Previous Column of the Mid-South Philosopher

Reflecting on Mayberry

© Dr. Gary D. Lemmons, March 5, 2006

In a lot of ways 1960 was a pivotal point in my childhood.  I was 11 years old…no longer a little boy, but not yet a full-blown adolescent.  The fact that within another year I would be entering junior high school was very real to me, and I struggled with thoughts of how I would make it in what,  to an elementary school boy, seemed to be such a challenging world.

I began to lose my innocence that year.  No, it didn’t involve relationships with the opposite sex.  I was still much too young and ugly for that.  Rather, I began to realize that life was not at all the safe and secure environment that up to that point I had felt it to be.

In March, Morris, a fellow student in Mrs.
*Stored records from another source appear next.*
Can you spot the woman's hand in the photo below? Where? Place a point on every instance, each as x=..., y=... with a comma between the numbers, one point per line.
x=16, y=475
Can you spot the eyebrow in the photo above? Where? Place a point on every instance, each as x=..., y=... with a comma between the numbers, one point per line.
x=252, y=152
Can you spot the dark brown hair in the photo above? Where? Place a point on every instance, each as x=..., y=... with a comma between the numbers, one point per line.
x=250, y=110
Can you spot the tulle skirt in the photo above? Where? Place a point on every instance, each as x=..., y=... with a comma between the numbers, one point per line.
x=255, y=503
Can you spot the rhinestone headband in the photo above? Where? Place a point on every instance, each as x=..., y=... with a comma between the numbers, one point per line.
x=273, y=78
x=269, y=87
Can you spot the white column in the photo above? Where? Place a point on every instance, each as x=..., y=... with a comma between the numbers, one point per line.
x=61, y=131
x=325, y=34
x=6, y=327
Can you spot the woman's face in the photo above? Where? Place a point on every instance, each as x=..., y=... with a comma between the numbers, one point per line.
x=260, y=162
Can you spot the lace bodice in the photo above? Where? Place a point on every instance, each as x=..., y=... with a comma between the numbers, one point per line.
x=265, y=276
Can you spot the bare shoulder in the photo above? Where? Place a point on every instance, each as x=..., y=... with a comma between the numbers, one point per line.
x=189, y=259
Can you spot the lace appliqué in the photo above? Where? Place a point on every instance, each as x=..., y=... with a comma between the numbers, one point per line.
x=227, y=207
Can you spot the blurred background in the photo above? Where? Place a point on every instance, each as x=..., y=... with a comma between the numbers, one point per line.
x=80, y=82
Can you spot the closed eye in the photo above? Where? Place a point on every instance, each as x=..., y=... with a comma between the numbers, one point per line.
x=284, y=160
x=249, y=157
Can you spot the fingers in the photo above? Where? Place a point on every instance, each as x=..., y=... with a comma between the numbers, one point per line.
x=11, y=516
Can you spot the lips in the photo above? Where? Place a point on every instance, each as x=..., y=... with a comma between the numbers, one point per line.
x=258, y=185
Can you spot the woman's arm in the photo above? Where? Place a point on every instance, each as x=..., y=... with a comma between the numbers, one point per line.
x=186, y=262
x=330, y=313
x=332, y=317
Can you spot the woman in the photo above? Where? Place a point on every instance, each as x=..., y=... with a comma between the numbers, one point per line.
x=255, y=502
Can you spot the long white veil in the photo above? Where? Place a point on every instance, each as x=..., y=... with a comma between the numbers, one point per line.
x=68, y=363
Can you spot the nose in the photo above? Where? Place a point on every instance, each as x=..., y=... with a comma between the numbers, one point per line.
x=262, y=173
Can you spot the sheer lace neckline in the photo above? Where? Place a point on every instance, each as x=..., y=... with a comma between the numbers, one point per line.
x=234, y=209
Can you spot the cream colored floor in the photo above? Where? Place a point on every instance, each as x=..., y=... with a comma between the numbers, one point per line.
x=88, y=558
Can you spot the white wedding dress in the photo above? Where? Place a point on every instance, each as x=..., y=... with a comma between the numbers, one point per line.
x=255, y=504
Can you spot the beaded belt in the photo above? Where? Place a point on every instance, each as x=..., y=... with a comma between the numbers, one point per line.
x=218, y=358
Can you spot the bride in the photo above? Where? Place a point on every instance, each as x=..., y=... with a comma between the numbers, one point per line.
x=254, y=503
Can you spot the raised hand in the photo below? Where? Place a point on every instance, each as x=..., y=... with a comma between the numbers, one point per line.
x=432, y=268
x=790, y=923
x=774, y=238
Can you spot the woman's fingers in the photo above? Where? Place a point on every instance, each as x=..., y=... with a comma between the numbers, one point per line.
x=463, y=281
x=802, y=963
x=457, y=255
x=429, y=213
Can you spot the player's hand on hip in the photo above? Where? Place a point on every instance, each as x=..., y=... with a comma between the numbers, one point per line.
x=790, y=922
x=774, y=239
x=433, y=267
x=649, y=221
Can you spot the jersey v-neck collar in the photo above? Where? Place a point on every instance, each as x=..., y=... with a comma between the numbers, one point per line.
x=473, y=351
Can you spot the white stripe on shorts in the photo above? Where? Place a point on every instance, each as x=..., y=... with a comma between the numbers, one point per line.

Windom’s Fifth Grade class accidentally hung himself in his parent’s detached garage.  Reports said that he was alone and playing cowboys and Indians, a game many of my generation played.  It was a frightening moment.  I had known people who had died before, but they had always been old.  No one my age had died.  Suddenly, I realized that I was not invincible.

In April, Anna, a teenage girl whose family lived in a house that my family had lived in years before on the Riley Creek Road, went missing.  A week later her body was discovered on the old Camp Forrest Reservation just south of our town and a prominent insurance salesman was arrested for her murder.  This tragedy provided fodder for much front porch and kitchen table conversation for the next two years.  This event impacted me in that I began to realize the world was not safe and even people as nice and respectable as an insurance agent could be dangerous.

Television was a major source of entertainment in those days.  It was also, at least in our house, a source of state and national news, which was watched regularly.  By my daughter’s standards for her children, my parents were very lax when it came to allowing my brother and me to watch T. V. in those days.  Generally, we could watch anything we wanted to watch and our time was relatively unlimited, so long as the grades in school were always up to par.  In defense of my parent’s liberality, there were virtually no four letter words used on television in those days, and, while occasionally there might be a program that approached an adult theme, by today’s standards, such a production would be classified as extremely mild.

At the beginning of the 1960 television season, a new comedy program, The Andy Griffith Show, came on the air.  This funny, half-hour program was set in the rural North Carolina town of Mayberry and introduced a pantheon of characters not the least of which was the town’s dedicated yet bumbling deputy sheriff, Barney Fife, played by Don Knotts, who passed away on Friday, February 24, 2006.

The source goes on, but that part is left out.